Key Phrase Extraction of Lightly Filtered Broadcast News

arXiv:1306.4890v118 citations
Originality Synthesis-oriented
AI Analysis

This work addresses the need for more accurate key phrase extraction in multimedia monitoring systems, though it is incremental as it builds on existing supervised learning methods.

The paper tackled the problem of improving automatic key phrase extraction (AKE) accuracy for Broadcast News by testing the hypothesis that light filtering of marginally relevant sentences enhances performance, resulting in a 2% improvement in precision and recall when eliminating 10% of sentences.

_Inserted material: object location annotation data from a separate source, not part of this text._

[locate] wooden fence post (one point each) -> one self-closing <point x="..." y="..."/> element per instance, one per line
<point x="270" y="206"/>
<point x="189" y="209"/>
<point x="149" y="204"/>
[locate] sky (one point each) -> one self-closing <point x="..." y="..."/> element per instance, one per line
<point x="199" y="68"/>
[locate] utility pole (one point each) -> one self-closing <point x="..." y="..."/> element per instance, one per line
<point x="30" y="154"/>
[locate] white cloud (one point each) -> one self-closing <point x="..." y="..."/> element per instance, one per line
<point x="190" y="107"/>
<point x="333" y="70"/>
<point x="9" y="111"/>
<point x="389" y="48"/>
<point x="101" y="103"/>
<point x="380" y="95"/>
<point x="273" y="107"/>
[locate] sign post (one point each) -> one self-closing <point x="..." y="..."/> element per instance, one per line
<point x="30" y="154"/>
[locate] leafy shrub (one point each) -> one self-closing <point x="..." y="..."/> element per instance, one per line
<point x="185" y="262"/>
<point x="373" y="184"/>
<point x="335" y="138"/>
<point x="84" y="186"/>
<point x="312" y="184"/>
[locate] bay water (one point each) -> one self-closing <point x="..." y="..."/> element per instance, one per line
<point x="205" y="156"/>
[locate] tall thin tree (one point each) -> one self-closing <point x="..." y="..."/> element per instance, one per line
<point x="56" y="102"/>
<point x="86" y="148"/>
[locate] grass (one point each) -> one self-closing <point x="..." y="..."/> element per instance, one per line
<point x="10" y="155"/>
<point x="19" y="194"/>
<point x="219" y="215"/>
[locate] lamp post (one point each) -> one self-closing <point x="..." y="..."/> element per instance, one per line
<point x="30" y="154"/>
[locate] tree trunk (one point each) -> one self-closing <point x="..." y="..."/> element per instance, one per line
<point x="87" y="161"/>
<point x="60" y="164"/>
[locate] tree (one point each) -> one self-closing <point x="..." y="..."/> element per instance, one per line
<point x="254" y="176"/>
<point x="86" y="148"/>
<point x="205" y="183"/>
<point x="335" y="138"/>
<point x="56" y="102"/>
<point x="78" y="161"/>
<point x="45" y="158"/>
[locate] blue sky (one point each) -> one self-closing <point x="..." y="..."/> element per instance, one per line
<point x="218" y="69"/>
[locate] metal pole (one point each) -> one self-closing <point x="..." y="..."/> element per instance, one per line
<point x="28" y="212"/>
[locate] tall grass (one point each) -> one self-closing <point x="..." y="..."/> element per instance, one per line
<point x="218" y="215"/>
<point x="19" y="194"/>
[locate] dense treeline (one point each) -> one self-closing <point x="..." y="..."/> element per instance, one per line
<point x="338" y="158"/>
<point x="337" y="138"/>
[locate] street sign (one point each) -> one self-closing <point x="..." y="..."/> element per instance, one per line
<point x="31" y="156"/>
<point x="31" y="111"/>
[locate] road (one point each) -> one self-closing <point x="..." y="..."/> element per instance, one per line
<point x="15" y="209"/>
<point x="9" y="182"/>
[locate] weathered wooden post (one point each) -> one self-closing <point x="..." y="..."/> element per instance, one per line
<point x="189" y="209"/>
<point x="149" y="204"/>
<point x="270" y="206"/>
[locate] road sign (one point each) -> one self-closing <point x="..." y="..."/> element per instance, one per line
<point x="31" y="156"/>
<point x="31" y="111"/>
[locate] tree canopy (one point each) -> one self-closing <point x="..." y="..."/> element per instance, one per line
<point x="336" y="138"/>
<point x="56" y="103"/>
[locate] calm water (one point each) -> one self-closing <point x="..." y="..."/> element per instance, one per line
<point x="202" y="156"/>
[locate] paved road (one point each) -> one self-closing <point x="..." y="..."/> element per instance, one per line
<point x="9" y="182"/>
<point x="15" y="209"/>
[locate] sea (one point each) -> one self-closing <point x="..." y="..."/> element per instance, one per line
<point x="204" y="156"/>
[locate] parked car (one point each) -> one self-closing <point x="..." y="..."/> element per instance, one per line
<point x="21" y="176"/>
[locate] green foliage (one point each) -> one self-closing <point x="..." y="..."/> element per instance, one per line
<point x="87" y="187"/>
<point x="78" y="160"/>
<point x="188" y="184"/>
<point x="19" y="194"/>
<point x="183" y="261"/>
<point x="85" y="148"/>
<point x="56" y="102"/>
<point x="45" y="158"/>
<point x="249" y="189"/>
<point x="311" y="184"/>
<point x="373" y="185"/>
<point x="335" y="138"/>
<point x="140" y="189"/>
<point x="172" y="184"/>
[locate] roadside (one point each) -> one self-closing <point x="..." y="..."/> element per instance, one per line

This paper explores the impact of light filtering on automatic key phrase extraction (AKE) applied to Broadcast News (BN). Key phrases are words and expressions that best characterize the content of a document. Key phrases are often used to index the document or as features in further processing. This makes improvements in AKE accuracy particularly important. We hypothesized that filtering out marginally relevant sentences from a document would improve AKE accuracy. Our experiments confirmed this hypothesis. Elimination of as little as 10% of the document sentences lead to a 2% improvement in AKE precision and recall. AKE is built over MAUI toolkit that follows a supervised learning approach. We trained and tested our AKE method on a gold standard made of 8 BN programs containing 110 manually annotated news stories. The experiments were conducted within a Multimedia Monitoring Solution (MMS) system for TV and radio news/programs, running daily, and monitoring 12 TV and 4 radio channels.